The EarthJustice-led lawsuit claims USPS’ initial environmental assessment favored gas-powered vehicles and was “incomplete, misleading, and biased against cleaner vehicles.”
USPS owns about a third of all federal vehicles and ranks second only to the Defense Department in terms of agencies with the largest vehicle inventory.
The White House said in December 2022 that current USPS fleet plans “will exceed President Biden’s requirement for each agency to electrify its federal fleet.”
Patrick Ecker, USPS’s executive manager for fleet strategy and support, said in a public briefing last summer that USPS expects its new fleet will reduce cumulative greenhouse gas emissions by about 3.9 million metric tons by 2030, and “decrease substantially” its fuel costs.
Ecker expects USPS electric vehicles would be able to travel at least 70 miles on a single charge — its minimum operational requirement, to ensure that letter carriers can complete their routes without the risk of running out of power.
NRDC senior advocate Britt Carmon said during a public comment period that the nonprofit appreciates USPS significantly increasing the percentage of the fleet that will be electric vehicles, but said the plan still “falls short of what’s possible,” and that USPS should set more ambitious targets to reduce greenhouse gas emissions.
“Failure to do so will lock in decades of fossil fuel vehicles operating in these communities,” Carmon said.

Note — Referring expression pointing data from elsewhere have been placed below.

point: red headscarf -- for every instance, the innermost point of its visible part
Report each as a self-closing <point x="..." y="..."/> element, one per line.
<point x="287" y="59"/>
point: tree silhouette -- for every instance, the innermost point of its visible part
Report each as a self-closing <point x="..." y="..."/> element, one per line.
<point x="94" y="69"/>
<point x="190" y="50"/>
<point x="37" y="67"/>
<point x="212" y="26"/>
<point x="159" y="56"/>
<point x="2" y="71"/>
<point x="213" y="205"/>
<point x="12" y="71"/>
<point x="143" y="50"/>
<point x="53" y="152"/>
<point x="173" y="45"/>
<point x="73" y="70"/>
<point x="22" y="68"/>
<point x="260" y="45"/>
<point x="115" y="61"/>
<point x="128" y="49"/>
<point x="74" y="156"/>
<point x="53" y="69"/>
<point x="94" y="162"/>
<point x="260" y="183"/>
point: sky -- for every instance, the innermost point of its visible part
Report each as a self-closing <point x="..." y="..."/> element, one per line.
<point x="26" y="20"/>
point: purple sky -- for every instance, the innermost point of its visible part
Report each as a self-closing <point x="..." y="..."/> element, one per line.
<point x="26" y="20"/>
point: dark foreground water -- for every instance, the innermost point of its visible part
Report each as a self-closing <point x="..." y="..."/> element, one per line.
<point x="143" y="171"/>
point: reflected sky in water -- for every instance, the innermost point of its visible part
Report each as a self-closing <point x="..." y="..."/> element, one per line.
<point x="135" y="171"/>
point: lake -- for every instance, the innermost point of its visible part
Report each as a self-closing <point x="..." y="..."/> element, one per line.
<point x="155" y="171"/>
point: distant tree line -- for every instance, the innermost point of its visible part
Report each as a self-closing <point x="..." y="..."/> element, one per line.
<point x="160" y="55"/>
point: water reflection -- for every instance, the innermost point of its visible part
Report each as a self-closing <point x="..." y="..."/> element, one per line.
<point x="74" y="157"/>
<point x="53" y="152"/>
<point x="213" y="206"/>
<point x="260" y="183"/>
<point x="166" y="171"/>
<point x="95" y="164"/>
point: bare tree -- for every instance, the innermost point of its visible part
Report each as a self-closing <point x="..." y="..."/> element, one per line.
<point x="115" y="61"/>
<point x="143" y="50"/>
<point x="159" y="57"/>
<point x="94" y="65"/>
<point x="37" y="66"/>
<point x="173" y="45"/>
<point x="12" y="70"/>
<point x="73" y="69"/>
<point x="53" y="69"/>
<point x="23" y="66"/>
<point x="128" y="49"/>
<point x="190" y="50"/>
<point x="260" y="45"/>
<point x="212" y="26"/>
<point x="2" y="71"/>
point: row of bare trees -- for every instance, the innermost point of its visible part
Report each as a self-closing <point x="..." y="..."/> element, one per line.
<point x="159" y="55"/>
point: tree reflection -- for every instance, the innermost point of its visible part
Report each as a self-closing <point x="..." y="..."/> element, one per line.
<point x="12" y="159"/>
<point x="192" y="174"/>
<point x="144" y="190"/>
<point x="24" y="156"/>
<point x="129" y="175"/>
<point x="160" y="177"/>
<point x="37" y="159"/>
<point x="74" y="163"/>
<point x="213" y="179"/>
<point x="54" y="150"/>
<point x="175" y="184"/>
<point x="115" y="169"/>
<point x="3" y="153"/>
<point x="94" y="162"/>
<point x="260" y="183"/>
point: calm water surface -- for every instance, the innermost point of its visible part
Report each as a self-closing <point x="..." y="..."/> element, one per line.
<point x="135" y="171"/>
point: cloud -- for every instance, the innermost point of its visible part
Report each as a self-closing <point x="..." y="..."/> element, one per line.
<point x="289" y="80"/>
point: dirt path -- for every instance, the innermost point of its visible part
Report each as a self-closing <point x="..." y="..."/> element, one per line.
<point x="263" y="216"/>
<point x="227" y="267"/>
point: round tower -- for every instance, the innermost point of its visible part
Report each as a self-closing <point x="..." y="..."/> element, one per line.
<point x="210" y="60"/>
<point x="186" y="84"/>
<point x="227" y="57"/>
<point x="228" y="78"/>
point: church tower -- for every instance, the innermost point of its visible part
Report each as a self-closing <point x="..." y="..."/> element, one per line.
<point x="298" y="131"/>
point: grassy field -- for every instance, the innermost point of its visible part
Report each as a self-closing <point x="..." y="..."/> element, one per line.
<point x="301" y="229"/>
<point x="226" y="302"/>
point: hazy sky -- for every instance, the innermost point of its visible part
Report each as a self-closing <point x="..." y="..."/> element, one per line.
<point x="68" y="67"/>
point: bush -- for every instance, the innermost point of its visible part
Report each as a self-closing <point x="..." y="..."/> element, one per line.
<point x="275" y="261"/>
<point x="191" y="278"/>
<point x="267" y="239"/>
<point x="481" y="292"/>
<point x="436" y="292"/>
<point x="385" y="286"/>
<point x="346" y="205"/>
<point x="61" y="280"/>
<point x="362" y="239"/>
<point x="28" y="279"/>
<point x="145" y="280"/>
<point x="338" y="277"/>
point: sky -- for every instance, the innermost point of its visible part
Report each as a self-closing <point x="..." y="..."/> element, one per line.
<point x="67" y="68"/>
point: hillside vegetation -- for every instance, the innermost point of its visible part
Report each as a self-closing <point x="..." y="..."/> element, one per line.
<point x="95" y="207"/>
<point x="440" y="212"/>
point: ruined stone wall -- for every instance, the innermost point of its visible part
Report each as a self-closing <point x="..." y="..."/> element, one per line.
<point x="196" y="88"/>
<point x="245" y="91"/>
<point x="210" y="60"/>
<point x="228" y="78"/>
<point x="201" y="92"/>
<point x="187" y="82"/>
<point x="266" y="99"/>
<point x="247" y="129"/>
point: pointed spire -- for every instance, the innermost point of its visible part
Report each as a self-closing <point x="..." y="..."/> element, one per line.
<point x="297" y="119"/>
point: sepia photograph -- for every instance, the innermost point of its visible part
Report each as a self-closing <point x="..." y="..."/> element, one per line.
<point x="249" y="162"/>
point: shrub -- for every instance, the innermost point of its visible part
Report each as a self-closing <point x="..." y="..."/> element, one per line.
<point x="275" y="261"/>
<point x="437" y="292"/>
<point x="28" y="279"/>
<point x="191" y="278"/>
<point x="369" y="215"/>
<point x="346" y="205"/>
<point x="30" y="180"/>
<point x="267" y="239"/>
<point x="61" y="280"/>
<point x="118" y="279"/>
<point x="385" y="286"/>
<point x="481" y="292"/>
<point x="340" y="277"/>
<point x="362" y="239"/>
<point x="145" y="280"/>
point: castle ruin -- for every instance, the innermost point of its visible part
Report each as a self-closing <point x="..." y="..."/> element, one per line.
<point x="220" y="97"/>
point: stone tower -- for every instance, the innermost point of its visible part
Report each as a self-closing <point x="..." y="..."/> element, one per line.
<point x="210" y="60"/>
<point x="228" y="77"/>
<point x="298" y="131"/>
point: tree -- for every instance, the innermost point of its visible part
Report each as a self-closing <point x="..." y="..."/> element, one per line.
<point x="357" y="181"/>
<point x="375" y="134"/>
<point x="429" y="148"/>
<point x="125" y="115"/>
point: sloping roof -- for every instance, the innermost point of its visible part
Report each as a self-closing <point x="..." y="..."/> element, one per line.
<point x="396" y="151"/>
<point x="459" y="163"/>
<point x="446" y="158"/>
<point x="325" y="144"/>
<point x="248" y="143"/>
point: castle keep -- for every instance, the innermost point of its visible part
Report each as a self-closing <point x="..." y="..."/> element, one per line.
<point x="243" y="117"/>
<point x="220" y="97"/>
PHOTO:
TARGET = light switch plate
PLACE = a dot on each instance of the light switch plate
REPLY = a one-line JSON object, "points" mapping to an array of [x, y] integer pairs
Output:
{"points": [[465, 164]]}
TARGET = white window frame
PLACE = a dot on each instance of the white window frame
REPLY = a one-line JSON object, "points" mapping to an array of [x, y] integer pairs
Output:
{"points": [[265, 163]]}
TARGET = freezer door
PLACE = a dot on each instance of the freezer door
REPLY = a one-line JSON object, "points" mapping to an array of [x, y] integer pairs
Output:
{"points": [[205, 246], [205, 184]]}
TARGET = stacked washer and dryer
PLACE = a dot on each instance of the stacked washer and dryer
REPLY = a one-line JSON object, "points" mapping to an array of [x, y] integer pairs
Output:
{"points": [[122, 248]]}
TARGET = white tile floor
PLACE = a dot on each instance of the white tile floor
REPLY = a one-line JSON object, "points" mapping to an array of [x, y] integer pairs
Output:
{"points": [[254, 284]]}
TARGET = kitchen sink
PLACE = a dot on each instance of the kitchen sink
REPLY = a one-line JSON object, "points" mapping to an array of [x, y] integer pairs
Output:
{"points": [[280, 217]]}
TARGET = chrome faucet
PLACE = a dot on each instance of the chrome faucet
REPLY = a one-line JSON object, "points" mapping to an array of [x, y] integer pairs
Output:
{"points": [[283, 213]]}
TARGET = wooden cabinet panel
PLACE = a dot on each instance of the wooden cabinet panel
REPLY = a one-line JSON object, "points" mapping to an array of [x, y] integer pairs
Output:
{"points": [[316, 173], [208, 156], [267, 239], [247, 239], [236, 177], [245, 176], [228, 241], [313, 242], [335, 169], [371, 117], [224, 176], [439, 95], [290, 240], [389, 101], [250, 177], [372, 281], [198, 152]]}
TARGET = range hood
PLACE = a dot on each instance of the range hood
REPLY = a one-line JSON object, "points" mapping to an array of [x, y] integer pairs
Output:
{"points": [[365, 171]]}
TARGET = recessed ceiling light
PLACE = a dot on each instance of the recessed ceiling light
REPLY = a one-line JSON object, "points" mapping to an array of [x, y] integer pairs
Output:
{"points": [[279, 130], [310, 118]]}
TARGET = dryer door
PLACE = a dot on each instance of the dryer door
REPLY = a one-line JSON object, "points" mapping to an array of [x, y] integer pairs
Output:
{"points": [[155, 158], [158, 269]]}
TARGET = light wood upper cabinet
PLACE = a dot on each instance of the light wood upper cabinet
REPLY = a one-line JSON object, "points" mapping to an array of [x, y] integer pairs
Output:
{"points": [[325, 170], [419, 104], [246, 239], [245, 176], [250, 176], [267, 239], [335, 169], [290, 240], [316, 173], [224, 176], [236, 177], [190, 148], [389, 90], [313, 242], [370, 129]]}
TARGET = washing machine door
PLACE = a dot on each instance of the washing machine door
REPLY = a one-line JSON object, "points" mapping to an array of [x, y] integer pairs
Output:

Carmon added that USPS could justify buying more electric vehicles if it looked at the total cost of ownership, rather than the initial upfront cost.
Candice Youngblood, attorney at the nonprofit environmental law firm Earthjustice, said USPS’s latest proposal is a “long way” from its initial plan of only making electric vehicles 10% of its custom-built fleet.
Youngblood said USPS’s last electric vehicle plans mark a “critical step toward the federal government meeting the Biden administration’s climate goals,” but urged the agency to lock in its commitment to only purchase electric NGDVs after 2026.
USPS expects all of its new vehicles — both gasoline and electric — will be more sustainable than its current aging fleet.
Ecker said the proposed gasoline-powered vehicles would get 25-44% better gas mileage than the Grumman LLVs they are replacing.
Those LLVs, on average, are 30 years old, and well beyond their expected lifespan of 24 years. Ecker said they are also becoming increasingly costly to maintain.
LLVs also lack modern safety features, including airbags, air conditioning, anti-lock brakes, backup cameras, daytime running lights and windshield wipers.